Die Proteste könnten als prägende Erfahrung für die iranische Generation Z in Erinnerung bleiben. Ein befreundeter iranischer Journalist erzählte mir, er habe gesehen, wie Teenager bewaffnete Basij-Milizen mit Methoden bekämpften, die sie aus Clash of Clans, einem beliebten Videospiel, gelernt hatten. (Die Regierung blockierte kurz darauf die Website des Spiels, sagte er.) „Wenn Sie mit Menschen mittleren Alters sprechen, sagen sie Ihnen, dass diese Proteste ihre Sicht auf die nach 2000 geborene Generation verändert haben“, sagte der Journalist. „Sie dachten, diese Kinder würden sich nur für Videospiele und Musik interessieren, aber sie haben ihren Mut bewiesen, ihre Bereitschaft, für die Freiheit zu kämpfen.“

Gleichzeitig haben die eigenen Methoden der Regierung in den letzten Tagen – das Verstecken von Polizisten in Krankenwagen, um Protestmassen zu infiltrieren – das Misstrauen der Öffentlichkeit vertieft, sagte er. (Der Journalist bat aus Angst vor Repressalien darum, nicht identifiziert zu werden, und verwies auf die jüngsten Verhaftungen von Personen, die über die Proteste berichteten.)

Obwohl Aminis Tod den Funken für diese Proteste auslöste, erhebt sich diese Revolte aus einer breiteren Wut unter einer jüngeren Generation von Iranern, die das Gefühl haben, nichts mehr zu verlieren. Als Amini am 15. September eine U-Bahn-Station in Teheran verließ, war die Bühne bereits bereit für eine Konfrontation.

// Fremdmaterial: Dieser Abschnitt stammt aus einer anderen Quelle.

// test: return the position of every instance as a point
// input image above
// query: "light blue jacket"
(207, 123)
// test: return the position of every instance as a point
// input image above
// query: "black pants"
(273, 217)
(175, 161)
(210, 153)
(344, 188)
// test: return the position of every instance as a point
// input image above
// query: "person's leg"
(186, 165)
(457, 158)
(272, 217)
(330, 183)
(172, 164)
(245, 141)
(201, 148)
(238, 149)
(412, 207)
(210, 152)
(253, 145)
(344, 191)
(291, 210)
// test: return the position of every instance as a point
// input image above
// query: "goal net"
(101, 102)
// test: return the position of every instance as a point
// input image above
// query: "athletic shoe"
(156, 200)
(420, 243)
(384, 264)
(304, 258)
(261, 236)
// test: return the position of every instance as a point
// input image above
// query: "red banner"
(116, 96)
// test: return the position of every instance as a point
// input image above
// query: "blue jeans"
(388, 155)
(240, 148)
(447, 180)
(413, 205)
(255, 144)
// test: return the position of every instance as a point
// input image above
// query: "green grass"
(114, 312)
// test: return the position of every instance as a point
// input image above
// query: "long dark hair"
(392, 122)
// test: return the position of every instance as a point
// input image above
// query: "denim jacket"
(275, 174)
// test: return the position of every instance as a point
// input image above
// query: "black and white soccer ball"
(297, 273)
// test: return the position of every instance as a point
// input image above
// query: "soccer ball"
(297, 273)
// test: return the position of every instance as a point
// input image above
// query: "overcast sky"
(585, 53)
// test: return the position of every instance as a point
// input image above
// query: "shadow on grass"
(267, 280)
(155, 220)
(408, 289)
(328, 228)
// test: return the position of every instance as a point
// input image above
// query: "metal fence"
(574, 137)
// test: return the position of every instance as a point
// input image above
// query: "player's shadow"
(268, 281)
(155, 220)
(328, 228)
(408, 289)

Die iranische Jugend trägt die Hauptlast der wirtschaftlichen Stagnation und Isolation des Landes. Die Arbeitslosigkeit steigt – bei den 15- bis 24-Jährigen liegt sie jetzt offiziell bei 23,7 Prozent – ​​und die Beschäftigungsmöglichkeiten schrumpfen. Selbst diejenigen, die Arbeit haben, sehen sich mit stagnierenden Löhnen und geringerer Kaufkraft konfrontiert, teilweise dank der westlichen Sanktionen, die verhängt wurden, um das iranische Atomprogramm zu blockieren. „Selbst ein junger Mann mit einem technischen Job, der umgerechnet 500 Dollar im Monat verdient, kann Jahre brauchen, um genug zu verdienen, um ein Auto zu kaufen“, sagte mir ein iranischer Freund, der im Finanzwesen arbeitet.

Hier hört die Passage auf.